Plotting is an interesting thing.  Every time I read a new book, I find an author that handles plotting slightly differently.  But, I think most books have a few common elements.

1. A story question (Sometimes a layered story question)

2. An interesting cast of characters/setting/ romance to interest the reader while you’re setting up the story question.

3. Movement.

I say movement instead of action because in a book like SPEAK by Laurie Halse Anderson, there are very few scenes that could actually be termed action.  However, this book does move.
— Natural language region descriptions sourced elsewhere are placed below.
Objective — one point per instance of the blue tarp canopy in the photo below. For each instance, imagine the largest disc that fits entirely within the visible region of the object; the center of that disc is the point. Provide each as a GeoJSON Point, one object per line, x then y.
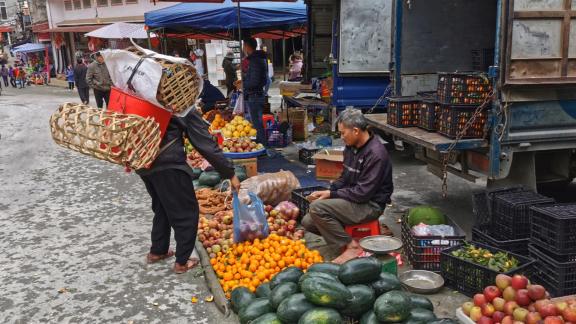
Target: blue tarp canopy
{"type": "Point", "coordinates": [210, 17]}
{"type": "Point", "coordinates": [29, 48]}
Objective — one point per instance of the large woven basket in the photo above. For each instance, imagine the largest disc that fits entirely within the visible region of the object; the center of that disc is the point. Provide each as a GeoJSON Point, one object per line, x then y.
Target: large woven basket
{"type": "Point", "coordinates": [128, 140]}
{"type": "Point", "coordinates": [179, 86]}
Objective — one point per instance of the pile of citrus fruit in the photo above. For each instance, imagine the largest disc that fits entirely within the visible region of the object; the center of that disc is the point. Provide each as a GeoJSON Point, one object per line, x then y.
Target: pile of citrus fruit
{"type": "Point", "coordinates": [249, 264]}
{"type": "Point", "coordinates": [238, 127]}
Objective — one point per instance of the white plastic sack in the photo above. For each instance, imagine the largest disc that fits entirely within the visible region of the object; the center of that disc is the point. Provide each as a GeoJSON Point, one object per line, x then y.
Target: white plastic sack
{"type": "Point", "coordinates": [121, 63]}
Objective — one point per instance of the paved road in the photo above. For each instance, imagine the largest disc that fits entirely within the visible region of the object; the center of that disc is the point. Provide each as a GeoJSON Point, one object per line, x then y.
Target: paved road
{"type": "Point", "coordinates": [75, 224]}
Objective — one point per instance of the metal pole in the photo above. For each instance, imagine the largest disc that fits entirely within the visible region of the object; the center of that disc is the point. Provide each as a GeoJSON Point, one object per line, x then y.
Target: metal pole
{"type": "Point", "coordinates": [284, 55]}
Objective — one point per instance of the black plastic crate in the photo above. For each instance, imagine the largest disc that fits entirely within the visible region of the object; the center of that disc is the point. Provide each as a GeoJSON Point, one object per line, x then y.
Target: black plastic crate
{"type": "Point", "coordinates": [305, 155]}
{"type": "Point", "coordinates": [299, 198]}
{"type": "Point", "coordinates": [554, 227]}
{"type": "Point", "coordinates": [470, 278]}
{"type": "Point", "coordinates": [486, 234]}
{"type": "Point", "coordinates": [512, 213]}
{"type": "Point", "coordinates": [465, 88]}
{"type": "Point", "coordinates": [429, 114]}
{"type": "Point", "coordinates": [453, 118]}
{"type": "Point", "coordinates": [423, 252]}
{"type": "Point", "coordinates": [403, 111]}
{"type": "Point", "coordinates": [557, 276]}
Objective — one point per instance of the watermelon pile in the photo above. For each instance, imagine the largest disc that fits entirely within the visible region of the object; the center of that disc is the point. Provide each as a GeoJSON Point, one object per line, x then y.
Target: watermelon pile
{"type": "Point", "coordinates": [329, 293]}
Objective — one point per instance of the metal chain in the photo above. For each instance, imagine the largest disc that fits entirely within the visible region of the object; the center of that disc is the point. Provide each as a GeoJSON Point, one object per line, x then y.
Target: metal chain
{"type": "Point", "coordinates": [447, 154]}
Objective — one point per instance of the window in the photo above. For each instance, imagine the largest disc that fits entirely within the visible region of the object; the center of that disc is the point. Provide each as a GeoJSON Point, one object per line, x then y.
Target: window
{"type": "Point", "coordinates": [3, 12]}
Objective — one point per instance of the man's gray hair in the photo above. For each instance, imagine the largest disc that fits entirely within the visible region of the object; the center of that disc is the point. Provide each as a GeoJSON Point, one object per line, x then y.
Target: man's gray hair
{"type": "Point", "coordinates": [351, 118]}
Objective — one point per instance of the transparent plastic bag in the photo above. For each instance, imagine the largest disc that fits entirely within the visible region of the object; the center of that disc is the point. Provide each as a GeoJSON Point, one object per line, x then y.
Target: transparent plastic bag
{"type": "Point", "coordinates": [249, 219]}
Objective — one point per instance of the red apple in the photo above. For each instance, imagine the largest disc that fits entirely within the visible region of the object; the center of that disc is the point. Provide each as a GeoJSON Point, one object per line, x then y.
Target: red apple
{"type": "Point", "coordinates": [485, 320]}
{"type": "Point", "coordinates": [522, 297]}
{"type": "Point", "coordinates": [533, 318]}
{"type": "Point", "coordinates": [466, 307]}
{"type": "Point", "coordinates": [503, 281]}
{"type": "Point", "coordinates": [509, 294]}
{"type": "Point", "coordinates": [536, 292]}
{"type": "Point", "coordinates": [520, 314]}
{"type": "Point", "coordinates": [507, 320]}
{"type": "Point", "coordinates": [548, 310]}
{"type": "Point", "coordinates": [488, 309]}
{"type": "Point", "coordinates": [519, 282]}
{"type": "Point", "coordinates": [498, 303]}
{"type": "Point", "coordinates": [509, 307]}
{"type": "Point", "coordinates": [492, 292]}
{"type": "Point", "coordinates": [479, 300]}
{"type": "Point", "coordinates": [498, 316]}
{"type": "Point", "coordinates": [475, 313]}
{"type": "Point", "coordinates": [569, 313]}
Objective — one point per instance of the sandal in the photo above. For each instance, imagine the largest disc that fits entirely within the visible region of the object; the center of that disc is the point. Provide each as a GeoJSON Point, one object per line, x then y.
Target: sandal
{"type": "Point", "coordinates": [153, 258]}
{"type": "Point", "coordinates": [180, 269]}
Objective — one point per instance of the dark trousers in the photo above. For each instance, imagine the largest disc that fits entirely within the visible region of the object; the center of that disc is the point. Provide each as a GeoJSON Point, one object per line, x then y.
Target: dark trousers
{"type": "Point", "coordinates": [175, 206]}
{"type": "Point", "coordinates": [101, 96]}
{"type": "Point", "coordinates": [256, 107]}
{"type": "Point", "coordinates": [84, 94]}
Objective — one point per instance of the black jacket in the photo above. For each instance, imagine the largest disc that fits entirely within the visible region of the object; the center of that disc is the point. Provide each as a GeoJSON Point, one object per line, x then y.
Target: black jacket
{"type": "Point", "coordinates": [367, 175]}
{"type": "Point", "coordinates": [254, 78]}
{"type": "Point", "coordinates": [80, 76]}
{"type": "Point", "coordinates": [196, 130]}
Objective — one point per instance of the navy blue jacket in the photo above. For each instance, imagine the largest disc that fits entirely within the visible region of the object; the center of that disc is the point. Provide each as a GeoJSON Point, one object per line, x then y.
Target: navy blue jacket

Ms. Anderson introduces the story question in SPEAK within the first page of the book.  Melinda is getting on the bus for the first day of high school and none of her friends are speaking to her.  Someone throws trash at her.  Obviously, this is a girl who used to have friends but is now ostracised by the entire class.  So, you’re motivated to keep reading because of the question why.  This is a question that isn’t answered until page 27.

In the meantime, we meet Melinda’s teachers.  The coach who also teaches and intimidates everyone but the athletes.  The hyper-motivated art teacher.  The Spanish teacher who refuses to speak any English in her class.  Through Melinda’s dry humor (which I will try to cover more when I look at writing style next post) these minor characters take on life.  It’s interesting enough to keep you reading. Plus, her first days of school are punctuated with bullying antics, continually reminding you that she isn’t just friendless; people are openly hostile to her.

Then, on page 27 Ms. Anderson uncovers one layer of the story question.  If you read the Amazon review, this plot element is revealed, so I’m going to give just this little bit away.  Melinda called the police at a party where there was underage drinking going on.  She got a lot of people in trouble.  But, by now the author has introduced Melinda to us so well, and she is such a likable character, that it’s impossible to believe that she would just do this to her friends for no reason.  And so, we get to the next layer of the story question: What really happened at that party?

Ms. Anderson really makes you wait for it.  You get hints and clues.  You’re pretty sure you’ve figures out the answer to the question but if you’re anything like me, you’re not going to stop reading until you know for sure.  And that answer doesn’t come until page 133.  While you wait, you see Melinda buckling under the pressure of being the class punching bag.  She’s skipping school.  There are meetings with guidance councilors and in school suspensions.  Ms. Anderson has created a character that you like–and more importantly–that you can identify with, so you’re invested in what’s happening to her.

And, finally, the last third of the book, the story question becomes: How will Melinda overcome this situation? and perhaps even more so Will Melinda find her voice?

Powerful stuff.

Let me just say, this story would never work if Ms. Anderson hadn’t created such a likable character in Melinda Sordino.  The whole movement of the story is dependent on the reader’s sympathy.  If you don’t care about Melinda, you don’t care about the story.  Period.  So, bravo to the author for hanging a story on one character and making it work.